FASB addresses AOCI reclassification related to tax reform
FINANCIAL REPORTING INSIGHTS |
The Financial Accounting Standards Board (FASB) met on February 7, 2018 to discuss comment letters received related to the proposed Accounting Standards Update (ASU), Income Statement—Reporting Comprehensive Income (Topic 220): Reclassification of Certain Tax Effects from Accumulated Other Comprehensive Income.

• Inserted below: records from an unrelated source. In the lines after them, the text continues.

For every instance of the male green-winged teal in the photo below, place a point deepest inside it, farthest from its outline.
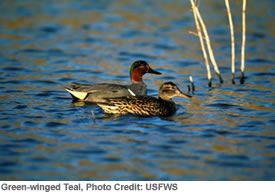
(145, 105)
(97, 92)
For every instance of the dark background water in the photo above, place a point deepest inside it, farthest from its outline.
(223, 133)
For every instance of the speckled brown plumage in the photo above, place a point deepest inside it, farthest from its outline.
(145, 105)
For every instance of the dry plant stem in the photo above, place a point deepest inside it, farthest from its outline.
(232, 40)
(243, 44)
(208, 44)
(93, 115)
(194, 8)
(192, 83)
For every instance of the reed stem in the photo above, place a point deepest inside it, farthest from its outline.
(232, 40)
(208, 44)
(195, 12)
(192, 83)
(243, 44)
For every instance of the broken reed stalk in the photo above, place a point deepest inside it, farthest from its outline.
(243, 44)
(192, 83)
(93, 116)
(194, 8)
(208, 44)
(232, 40)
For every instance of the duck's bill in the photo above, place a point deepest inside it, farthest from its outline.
(153, 71)
(181, 94)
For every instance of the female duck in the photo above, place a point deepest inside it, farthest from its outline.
(145, 105)
(97, 92)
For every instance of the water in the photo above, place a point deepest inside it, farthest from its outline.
(223, 133)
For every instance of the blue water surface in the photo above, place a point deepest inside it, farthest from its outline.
(224, 133)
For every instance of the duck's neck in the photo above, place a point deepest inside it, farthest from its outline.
(136, 75)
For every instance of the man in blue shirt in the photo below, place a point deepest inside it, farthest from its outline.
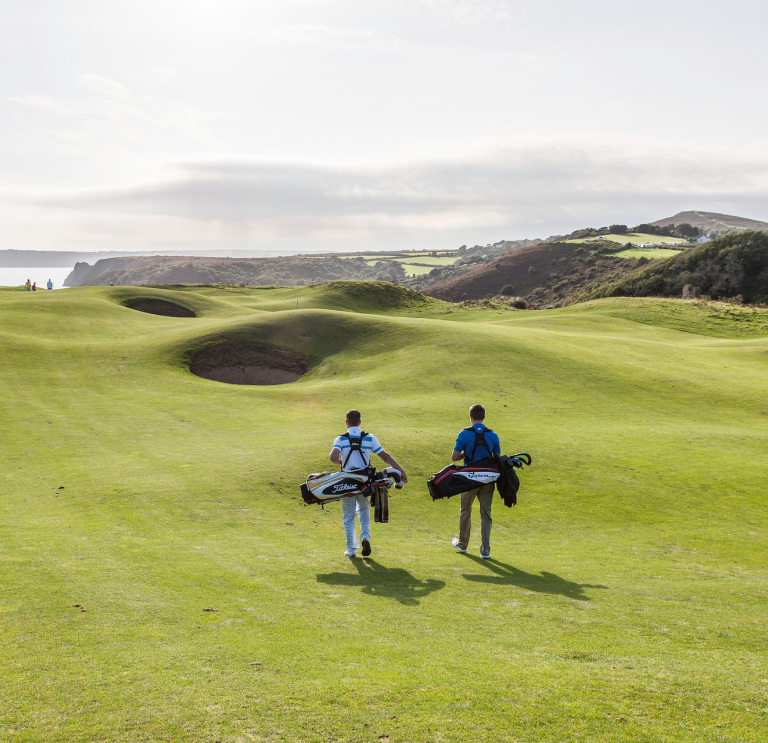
(475, 443)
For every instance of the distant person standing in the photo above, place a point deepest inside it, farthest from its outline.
(474, 443)
(353, 450)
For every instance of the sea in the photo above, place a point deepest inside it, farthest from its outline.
(19, 276)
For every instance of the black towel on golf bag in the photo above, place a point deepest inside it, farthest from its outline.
(454, 479)
(380, 503)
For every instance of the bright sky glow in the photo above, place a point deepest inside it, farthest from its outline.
(353, 124)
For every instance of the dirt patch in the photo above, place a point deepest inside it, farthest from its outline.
(248, 364)
(161, 307)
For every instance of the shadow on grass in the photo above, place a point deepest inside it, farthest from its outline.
(389, 583)
(506, 575)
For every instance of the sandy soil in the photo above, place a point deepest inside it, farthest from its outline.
(161, 307)
(248, 364)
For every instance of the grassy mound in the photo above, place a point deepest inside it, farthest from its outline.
(162, 581)
(731, 266)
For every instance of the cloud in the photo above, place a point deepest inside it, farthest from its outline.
(506, 193)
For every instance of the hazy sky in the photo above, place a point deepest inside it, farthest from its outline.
(341, 124)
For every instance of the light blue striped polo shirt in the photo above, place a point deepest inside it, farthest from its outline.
(370, 445)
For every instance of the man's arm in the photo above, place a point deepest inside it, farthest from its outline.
(390, 460)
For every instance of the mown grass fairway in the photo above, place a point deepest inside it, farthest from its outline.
(626, 597)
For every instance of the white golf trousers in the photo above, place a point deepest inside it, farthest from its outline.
(357, 504)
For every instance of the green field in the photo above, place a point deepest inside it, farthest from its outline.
(626, 595)
(650, 253)
(632, 237)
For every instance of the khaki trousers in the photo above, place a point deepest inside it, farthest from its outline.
(484, 496)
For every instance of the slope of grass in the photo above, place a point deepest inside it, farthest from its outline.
(650, 253)
(636, 238)
(626, 595)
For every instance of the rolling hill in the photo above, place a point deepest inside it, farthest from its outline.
(713, 224)
(556, 274)
(547, 274)
(163, 581)
(734, 266)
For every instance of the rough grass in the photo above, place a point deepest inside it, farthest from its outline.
(631, 237)
(651, 253)
(625, 600)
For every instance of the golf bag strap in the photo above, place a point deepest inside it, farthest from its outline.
(355, 444)
(479, 441)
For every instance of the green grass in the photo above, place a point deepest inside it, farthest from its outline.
(633, 237)
(651, 253)
(626, 596)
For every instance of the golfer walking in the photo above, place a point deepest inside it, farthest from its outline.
(352, 450)
(474, 443)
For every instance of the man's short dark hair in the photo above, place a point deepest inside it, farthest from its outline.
(477, 412)
(354, 417)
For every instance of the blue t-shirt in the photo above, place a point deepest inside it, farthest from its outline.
(466, 440)
(370, 444)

The FASB decided to move forward with a final ASU that will allow entities to make a one-time reclassification from accumulated other comprehensive income (AOCI) to retained earnings for the effects of remeasuring deferred tax liabilities and assets originally recorded in other comprehensive income (OCI) as a result of the change in the federal tax rate by the Tax Cut and Jobs Act (TCJA).
To illustrate why the FASB decided to change its guidance, consider a situation in which an entity has a calendar year end and was in the 35 percent tax bracket prior to the TCJA and is in the 21 percent tax bracket after the TCJA. During 2016, the entity recognized a deferred tax asset of $35 related to an item that was recorded as a debit to OCI of $100. In 2017, the gross amount remained in AOCI, and as a result of the TCJA, the entity reduces the deferred tax asset and recognizes tax expense from continuing operations of $14 (which is the difference between the deferred tax asset before the TCJA of $35 and the deferred tax asset after the TCJA of $21). If the FASB did not change its guidance, the net amount in AOCI related to this item would remain at $65, even though it would be expected to reverse in the future at a net amount of $79 ($100 less the related tax effects at 21 percent), which creates a stranded debit of $14 in AOCI. The FASB’s decision to change its guidance will allow the entity to reclassify $14 between retained earnings and AOCI and eliminate that stranded debit in AOCI.
Several comment letters expressed concern that in certain situations the complexities of calculating the amount that should be reclassified may offset the potential benefit, and therefore, constituents requested the reclassification be optional instead of required. The FASB agreed and modified the proposal to allow for implementation to be optional until they complete a more comprehensive project on backwards tracing. If an entity does not elect to make the reclassification, it would be required to disclose that fact, as well as its accounting policy for reversing stranded tax impacts in AOCI.
The effective date for all entities that elect to make the reclassification is for fiscal years beginning after December 15, 2018, including interim periods within those years. Early adoption will be permitted in financial statements for fiscal years or interim periods that have not been issued or made available for issuance. While the FASB voted to move forward with the final ASU, the changes to its guidance will not be part of U.S. generally accepted accounting principles until the final ASU has been issued. Therefore, entities that file or issue financial statements prior to the release of the final ASU will not be allowed to make the reclassification until the subsequent period when the final ASU is issued. Upon adoption, an entity can elect to apply the guidance either: (a) at the beginning of the period of adoption or (b) retroactively to the TCJA enactment date. Certain transition disclosures will be required.